Chorea is a movement disorder characterized by a sudden involuntary or unpredictable movements. It is not a disease but a symptom of another neurological issue. This is often due to genetic conditions, head trauma, or infection.

A person’s speech, posture, or even the way he or she eats may be affected because of such disorder.

TYPES

  • Huntington’s disease is caused by the breakdown of nerve cells in your brain. People with this kind of disease usually acquire it during birth. Chorea symptoms like involuntary jerking or writhing is often experienced by people with Huntington’s disease. A common symptom known as Milkmaid’s grip is also experienced.
  • Chorea-acanthocytosis is represented by misshapen red blood cells. It is a very rare genetic disorder that causes neurological abnormalities that affect the brain’s function.
  • Sydenham’s chorea is a type of movement disorder that mainly affects teenagers and children. It can also be caused by a rheumatic fever followed by a streptococcal infection.

 

SYMPTOMS

Symptoms of chorea may range from minor to severe uncontrolled movements. It may even get worse that could affect the movement of the arms and legs.

The following are the common symptoms of individuals with chorea:

  • Grinding of teeth
  • Burping involuntarily
  • Drooling
  • Difficulty swallowing or eating
  • Biting of lip and tongue
  • Speech or communication problems
  • Involuntary speaking or slurred speech

DIAGNOSIS

There are a variety of conditions that can cause chorea. To have a definite diagnosis, your physician may require your detailed medical history.

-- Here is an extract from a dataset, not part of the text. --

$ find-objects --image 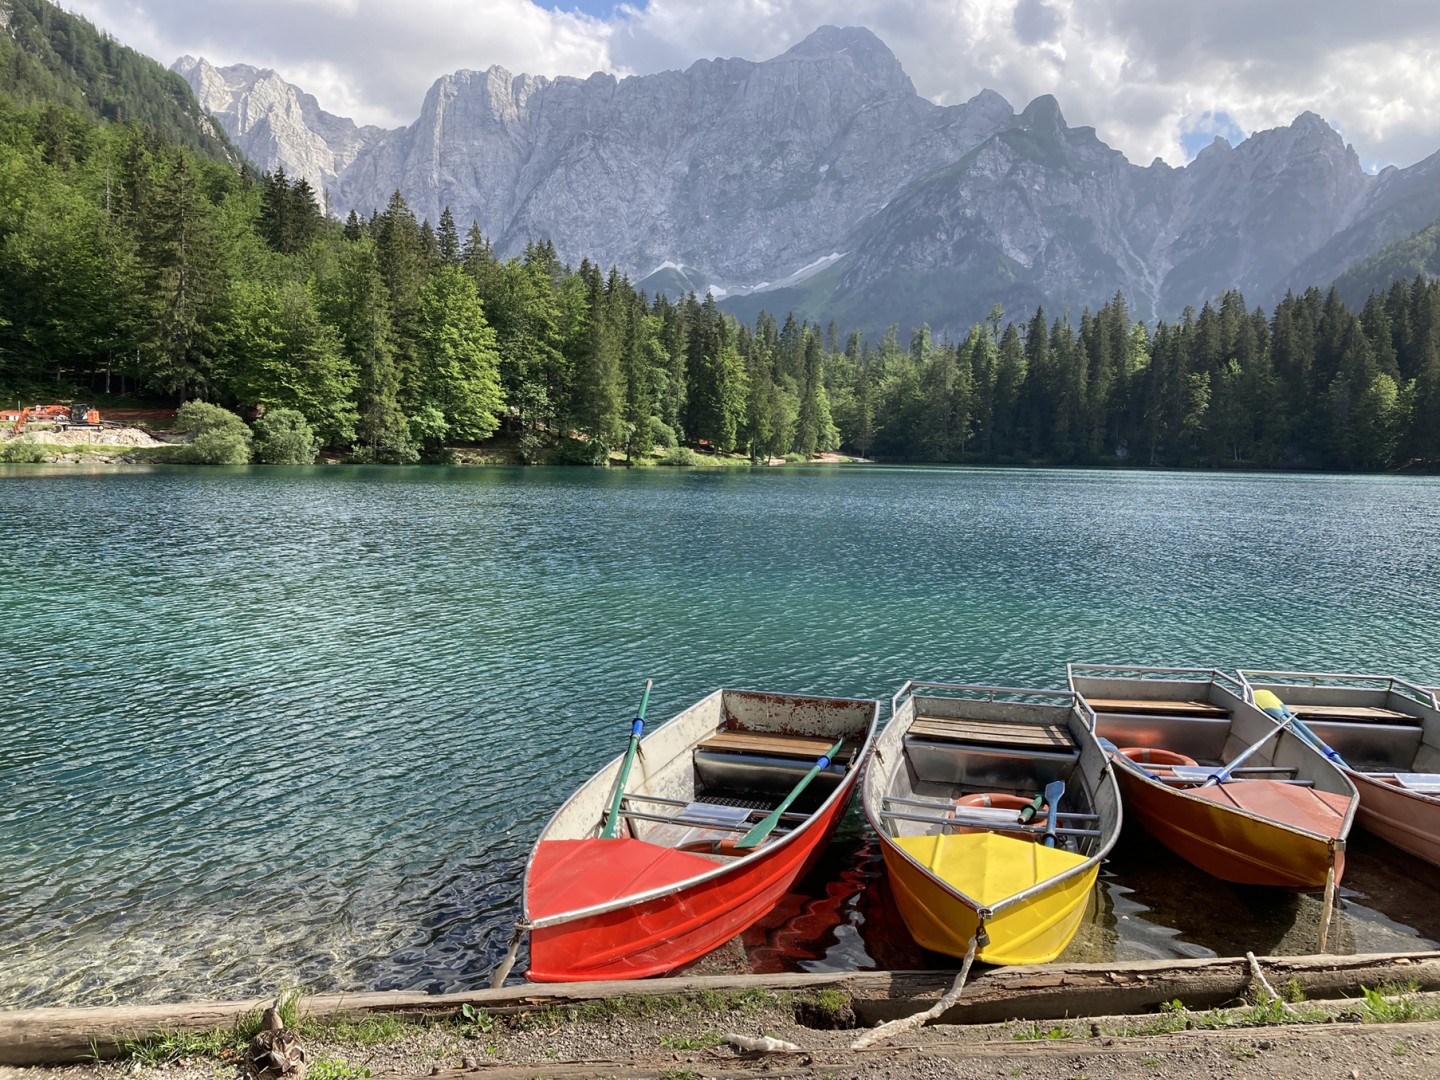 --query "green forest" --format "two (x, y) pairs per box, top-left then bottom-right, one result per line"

The following questions may also be asked by your physician to help diagnose degenerative chorea:

  • When did you experience the symptoms?
  • Is stress affecting your chorea symptoms? Does it make the symptoms better or worse?
  • Do you have a family record of Huntington’s disease?
  • What kind of medications are you taking?

Laboratory tests may also help your physician detect chorea. For instance, a low copper level in your body can determine a genetic disorder that causes chorea known as Wilson’s disease.

Tests for spiky red blood cells may help determine chorea-acanthocytosis. Blood tests for thyroid or parathyroid hormones can also indicate metabolic or endocrine-related chorea.

Imaging studies that show brain activity may also be done to determine Huntington’s disease.

TREATMENT

Degenerative Chorea can be treated depending on the type of chorea you have. Treatments aim to treat the underlying condition that could help with chorea symptoms.

Antipsychotic drugs and other medications may help treat Huntington’s disease. Sydenham’s chorea may also be treated using antibiotics. However, chorea which results from Parkinson’s disease is not treatable, but symptoms may be managed.

Medications

Medication for this kind of disease affects the dopamine levels of a person. Dopamine is a brain chemical that regulates thinking, movement, and pleasure in the brain.

The use of the following antipsychotic drugs may help reduce chorea:

  • Olanzapine
  • Fluphenazine
  • Haloperidol

The use of anticonvulsants may also help reduce chorea symptoms.